The attack chain itself is textbook FakeMeeting / ClickFix: fake Google Meet "joining" screen → Windows-style "update required" popup → fake Microsoft Store page → GoogleMeetInstaller.zip auto-download → a walkthrough page that coaches the victim through running the payload. The final-stage binary (based on prior public reporting from Malwarebytes, Netcraft, and others) is Teramind remote monitoring software repurposed as commodity RAT-ware. That part of the story is already well documented — Malwarebytes published a technical deep dive in February 2026, Netcraft and Sekoia have prior pieces from 2024–2025, and @1ZRR4H's own thread traces the campaign back further.

What this report adds to the public record is the full operator stack — the SOA leak, the unprotected WHOIS name, the GA ID pivot, and the tie between the operator's legit-looking loominost.com reseller business and the 38 phishing domains it provides DNS and hosting for.

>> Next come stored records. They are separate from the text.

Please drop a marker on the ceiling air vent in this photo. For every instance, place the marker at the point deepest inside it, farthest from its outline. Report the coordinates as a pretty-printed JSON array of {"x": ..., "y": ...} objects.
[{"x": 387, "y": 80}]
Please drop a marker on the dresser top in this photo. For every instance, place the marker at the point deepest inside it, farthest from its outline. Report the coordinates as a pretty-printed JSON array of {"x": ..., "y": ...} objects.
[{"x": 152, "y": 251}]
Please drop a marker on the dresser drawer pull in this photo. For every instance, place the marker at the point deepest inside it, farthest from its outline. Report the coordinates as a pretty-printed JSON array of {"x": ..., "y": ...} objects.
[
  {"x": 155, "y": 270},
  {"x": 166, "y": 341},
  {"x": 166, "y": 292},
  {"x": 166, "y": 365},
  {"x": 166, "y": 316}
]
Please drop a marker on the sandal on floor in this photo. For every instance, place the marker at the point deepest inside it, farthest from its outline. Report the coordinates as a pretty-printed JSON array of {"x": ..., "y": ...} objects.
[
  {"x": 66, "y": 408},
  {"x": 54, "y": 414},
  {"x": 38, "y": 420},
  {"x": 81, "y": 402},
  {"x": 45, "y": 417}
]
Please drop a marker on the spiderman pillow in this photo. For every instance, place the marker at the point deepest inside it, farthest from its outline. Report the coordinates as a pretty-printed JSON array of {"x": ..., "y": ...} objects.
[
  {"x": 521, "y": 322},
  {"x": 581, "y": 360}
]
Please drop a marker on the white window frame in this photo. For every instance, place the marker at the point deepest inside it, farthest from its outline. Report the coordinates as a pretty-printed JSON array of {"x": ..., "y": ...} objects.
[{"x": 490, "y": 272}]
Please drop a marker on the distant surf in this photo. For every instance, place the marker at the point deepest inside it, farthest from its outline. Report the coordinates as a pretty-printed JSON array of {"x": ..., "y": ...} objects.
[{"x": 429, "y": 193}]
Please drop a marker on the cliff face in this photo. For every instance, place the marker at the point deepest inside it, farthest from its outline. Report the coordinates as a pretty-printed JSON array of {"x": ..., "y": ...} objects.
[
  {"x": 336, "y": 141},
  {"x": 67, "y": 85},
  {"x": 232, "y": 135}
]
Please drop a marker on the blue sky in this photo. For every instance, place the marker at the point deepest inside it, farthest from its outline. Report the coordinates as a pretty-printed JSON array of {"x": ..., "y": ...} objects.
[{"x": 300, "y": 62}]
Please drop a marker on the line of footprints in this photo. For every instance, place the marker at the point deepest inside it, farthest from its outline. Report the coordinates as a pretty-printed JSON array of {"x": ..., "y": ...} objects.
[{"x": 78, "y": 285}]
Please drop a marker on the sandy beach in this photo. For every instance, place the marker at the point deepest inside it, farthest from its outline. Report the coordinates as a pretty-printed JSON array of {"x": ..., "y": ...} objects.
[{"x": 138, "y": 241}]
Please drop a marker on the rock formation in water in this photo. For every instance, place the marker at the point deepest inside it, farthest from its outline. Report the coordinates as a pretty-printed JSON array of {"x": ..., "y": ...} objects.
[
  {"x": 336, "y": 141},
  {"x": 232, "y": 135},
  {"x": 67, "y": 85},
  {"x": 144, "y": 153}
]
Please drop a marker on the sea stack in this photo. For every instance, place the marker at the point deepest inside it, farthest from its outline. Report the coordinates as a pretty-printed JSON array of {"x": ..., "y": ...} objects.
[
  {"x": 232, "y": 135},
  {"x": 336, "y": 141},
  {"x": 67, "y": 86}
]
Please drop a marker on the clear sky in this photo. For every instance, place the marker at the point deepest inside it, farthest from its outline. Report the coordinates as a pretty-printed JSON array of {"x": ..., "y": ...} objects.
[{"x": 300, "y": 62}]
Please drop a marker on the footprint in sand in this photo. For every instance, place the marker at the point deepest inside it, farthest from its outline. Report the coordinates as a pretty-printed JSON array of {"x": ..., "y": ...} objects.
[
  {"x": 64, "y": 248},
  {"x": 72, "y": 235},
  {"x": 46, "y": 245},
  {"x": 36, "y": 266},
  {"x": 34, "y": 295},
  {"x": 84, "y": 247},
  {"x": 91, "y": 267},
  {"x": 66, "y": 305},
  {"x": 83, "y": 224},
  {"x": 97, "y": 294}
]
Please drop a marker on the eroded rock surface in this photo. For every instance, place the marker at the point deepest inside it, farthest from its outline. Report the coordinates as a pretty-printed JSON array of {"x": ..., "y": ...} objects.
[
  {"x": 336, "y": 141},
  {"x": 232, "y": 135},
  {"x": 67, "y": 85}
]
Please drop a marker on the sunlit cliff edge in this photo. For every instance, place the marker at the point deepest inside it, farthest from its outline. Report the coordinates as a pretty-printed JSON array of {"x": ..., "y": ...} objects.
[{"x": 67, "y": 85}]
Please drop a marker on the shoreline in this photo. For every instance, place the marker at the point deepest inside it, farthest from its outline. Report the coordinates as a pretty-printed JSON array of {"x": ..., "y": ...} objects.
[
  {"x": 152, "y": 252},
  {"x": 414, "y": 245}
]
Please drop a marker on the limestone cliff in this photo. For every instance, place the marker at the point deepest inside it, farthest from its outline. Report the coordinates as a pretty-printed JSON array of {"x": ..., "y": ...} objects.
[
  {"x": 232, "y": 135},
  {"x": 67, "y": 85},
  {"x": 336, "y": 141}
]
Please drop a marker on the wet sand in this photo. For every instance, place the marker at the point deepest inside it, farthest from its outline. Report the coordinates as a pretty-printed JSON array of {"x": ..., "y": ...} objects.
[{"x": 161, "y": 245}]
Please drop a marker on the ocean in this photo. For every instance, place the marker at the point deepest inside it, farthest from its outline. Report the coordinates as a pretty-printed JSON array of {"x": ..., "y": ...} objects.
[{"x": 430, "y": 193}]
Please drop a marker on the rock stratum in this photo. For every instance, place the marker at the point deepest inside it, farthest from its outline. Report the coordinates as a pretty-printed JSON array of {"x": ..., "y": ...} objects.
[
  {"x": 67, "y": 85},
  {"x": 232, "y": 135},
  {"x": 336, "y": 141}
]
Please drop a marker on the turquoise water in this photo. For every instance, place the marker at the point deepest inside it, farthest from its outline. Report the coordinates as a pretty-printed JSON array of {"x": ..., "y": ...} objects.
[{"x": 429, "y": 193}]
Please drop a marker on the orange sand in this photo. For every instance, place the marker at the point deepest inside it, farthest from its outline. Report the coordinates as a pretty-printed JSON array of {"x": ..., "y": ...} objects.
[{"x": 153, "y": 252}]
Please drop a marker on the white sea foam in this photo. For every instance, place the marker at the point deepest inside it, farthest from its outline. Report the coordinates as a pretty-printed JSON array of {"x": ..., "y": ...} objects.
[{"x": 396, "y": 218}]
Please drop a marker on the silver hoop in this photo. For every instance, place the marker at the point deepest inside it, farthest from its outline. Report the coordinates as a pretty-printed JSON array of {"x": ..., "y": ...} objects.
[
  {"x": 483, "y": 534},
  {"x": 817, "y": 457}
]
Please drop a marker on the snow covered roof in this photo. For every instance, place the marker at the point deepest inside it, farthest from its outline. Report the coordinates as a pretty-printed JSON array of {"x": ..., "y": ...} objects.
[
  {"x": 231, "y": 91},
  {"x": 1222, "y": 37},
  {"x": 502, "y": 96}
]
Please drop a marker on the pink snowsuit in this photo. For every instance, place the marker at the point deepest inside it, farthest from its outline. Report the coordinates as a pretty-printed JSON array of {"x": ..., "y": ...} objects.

We can't find prior public writeups that link johnseamus89@gmail.com, "Terry Johnson", the G-XDVX0QEYVC tracking ID, or the Loominost brand directly to this campaign under one operator identity.

Hat tip to @1ZRR4H for the lead, and to Malwarebytes / Netcraft for the prior FakeMeeting / Teramind technical work that makes this post a pivot and not a primer. If you've already published reporting on johnseamus89, Terry Johnson, loominost.com, or the specific G-XDVX0QEYVC tracking ID as the pivot, please reply or DM — we'll update and credit.


The Attribution Stack

Anchor 1 — the SOA email leak

DNS SOA records on 11+ of the phishing domains contain johnseamus89@gmail.com in the rname (responsible-name) field. That field is supposed to be a real contact address for the DNS zone, and most operators either leave it as hostmaster@<domain> or scrub it entirely. Leaving a personal Gmail address in SOA is an unforced error that any dig SOA query will surface.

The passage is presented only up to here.